Outsourcing giant Capita has written to pension funds warning that their data may have been compromised during a cyberattack. The Financial Conduct Authority (FCA) has also contacted some of Capita’s clients urging them to investigate the security of their data as fall-out from the incident in March continues.
Capita has written to its pension clients confirming their data is stored on servers that have been accessed by the cybercriminals who perpetrated what it describes as a “cyber incident”. No group has claimed responsibility for the breach, which left Capita staff unable to access Office 365 and other internal systems.
The company is among the UK government’s largest suppliers, holding public sector contracts worth £6.5bn across outsourced IT services and other areas. It has 50,000 employees and operates across Europe, India and South Africa, as well as the UK.
Clients across the UK, particularly those in the public sector, were hampered by the attack and left unable to access services provided by Capita for several days.
Capita cyberattack: warning over pension data
Having initially said no data was accessed in the cyberattack, Capita confirmed last month that it has found “some evidence of limited data exfiltration” on around 4% of its servers.
The message, seen by the FT and sent to Capita’s pension clients, explains that some of their data “is likely to have been exfiltrated.” Capita provides services to hundreds of UK pension funds.
It says: “To be clear, this does not necessarily mean that your data has been identified as exfiltrated, it means that your data was on [Capita] servers from which some data is likely to have been exfiltrated.” An investigation is ongoing.

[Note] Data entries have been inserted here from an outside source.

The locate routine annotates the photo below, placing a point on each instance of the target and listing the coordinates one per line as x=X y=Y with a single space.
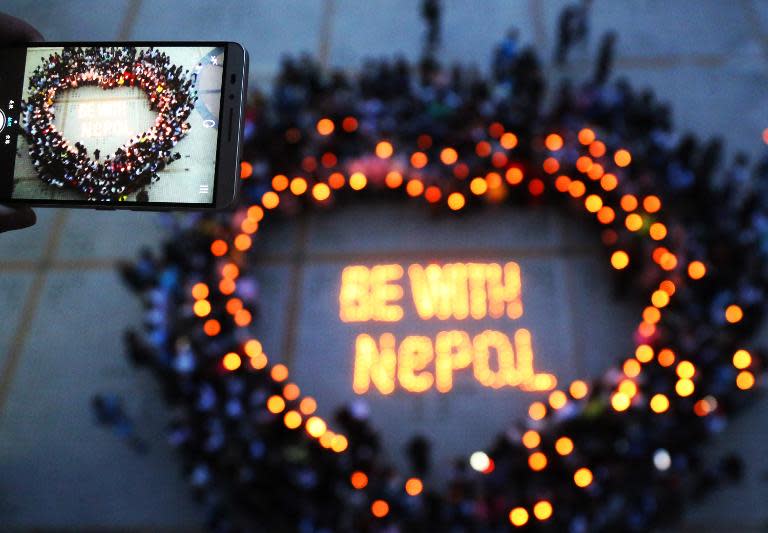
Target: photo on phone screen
x=111 y=124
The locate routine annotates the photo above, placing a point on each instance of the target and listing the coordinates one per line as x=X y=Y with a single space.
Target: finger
x=16 y=218
x=13 y=30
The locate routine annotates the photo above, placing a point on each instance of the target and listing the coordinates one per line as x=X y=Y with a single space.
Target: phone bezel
x=229 y=142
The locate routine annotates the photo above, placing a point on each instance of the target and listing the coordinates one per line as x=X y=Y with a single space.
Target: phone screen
x=107 y=124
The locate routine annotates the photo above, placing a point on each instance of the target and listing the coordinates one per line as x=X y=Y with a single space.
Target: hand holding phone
x=135 y=125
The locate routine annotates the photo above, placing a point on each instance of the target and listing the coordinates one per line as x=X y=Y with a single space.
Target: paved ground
x=65 y=309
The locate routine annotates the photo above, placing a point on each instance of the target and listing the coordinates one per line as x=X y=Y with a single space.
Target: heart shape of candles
x=63 y=163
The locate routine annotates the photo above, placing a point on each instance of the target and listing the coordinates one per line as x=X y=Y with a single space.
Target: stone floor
x=64 y=308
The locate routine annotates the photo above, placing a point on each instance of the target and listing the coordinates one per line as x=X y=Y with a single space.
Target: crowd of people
x=254 y=474
x=61 y=163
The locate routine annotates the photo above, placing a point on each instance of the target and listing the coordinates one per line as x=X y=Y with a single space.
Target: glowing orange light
x=199 y=291
x=219 y=247
x=249 y=226
x=668 y=261
x=358 y=181
x=542 y=510
x=316 y=426
x=583 y=164
x=456 y=201
x=291 y=391
x=514 y=175
x=562 y=183
x=292 y=419
x=448 y=156
x=583 y=477
x=644 y=353
x=252 y=348
x=531 y=439
x=597 y=149
x=666 y=357
x=246 y=170
x=646 y=330
x=536 y=187
x=578 y=389
x=553 y=142
x=243 y=317
x=622 y=157
x=231 y=361
x=667 y=286
x=659 y=298
x=279 y=373
x=586 y=136
x=270 y=200
x=234 y=305
x=564 y=446
x=745 y=380
x=393 y=179
x=325 y=126
x=275 y=404
x=576 y=188
x=620 y=401
x=384 y=149
x=518 y=517
x=651 y=204
x=243 y=242
x=259 y=361
x=255 y=213
x=696 y=270
x=280 y=182
x=380 y=508
x=551 y=165
x=659 y=403
x=742 y=359
x=321 y=191
x=658 y=231
x=609 y=182
x=308 y=405
x=508 y=141
x=733 y=313
x=633 y=222
x=419 y=160
x=414 y=486
x=336 y=180
x=227 y=286
x=202 y=308
x=619 y=259
x=212 y=327
x=358 y=480
x=478 y=186
x=414 y=187
x=593 y=203
x=433 y=194
x=606 y=215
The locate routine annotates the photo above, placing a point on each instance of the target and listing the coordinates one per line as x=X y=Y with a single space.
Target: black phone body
x=65 y=108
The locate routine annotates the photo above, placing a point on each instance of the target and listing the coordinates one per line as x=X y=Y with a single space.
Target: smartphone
x=136 y=125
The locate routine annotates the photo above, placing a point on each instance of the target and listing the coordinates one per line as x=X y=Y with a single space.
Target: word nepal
x=456 y=291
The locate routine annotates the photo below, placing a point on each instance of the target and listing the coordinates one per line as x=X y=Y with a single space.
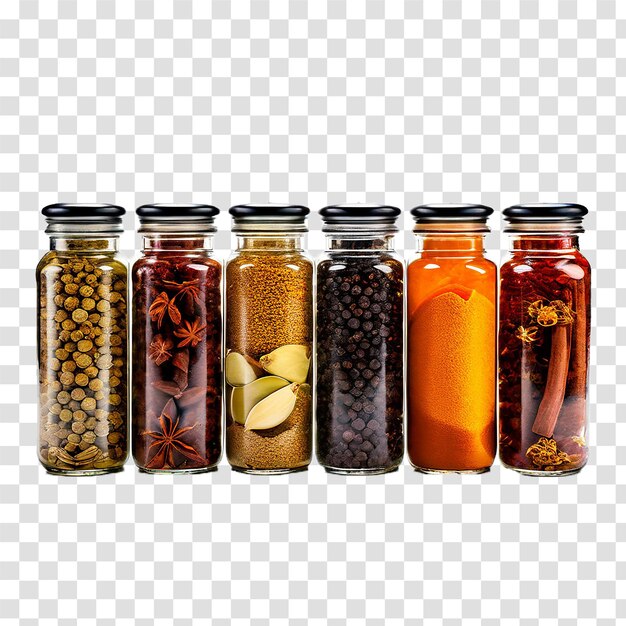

Capita said it is “working closely with specialist advisers and forensic experts to provide assurance around any potential customer, supplier or colleague data exfiltration”. The value of the company’s shares has fallen by 16% since the hack occurred. “Capita has already confirmed that it continues to comply with all relevant regulatory obligations, establishing and maintaining an ongoing dialogue with relevant regulatory bodies is therefore not at all unusual,” a Capita spokesperson added.
The Financial Conduct Authority wades in
Earlier this week the FCA has urged Capita clients, including public sector agencies, insurers and pension funds, to check if their member and consumer data has been compromised in the hack.
The financial regulator said it has “written to regulated firms that are clients of Capita to ensure they are fully engaged in understanding the extent of any data compromise.”
“We have continued to engage with Capita since their cyber incident was reported to understand the extend of any data compromise and impact on the firms they provide outsource services to, including their underlying customers,” the FCA said.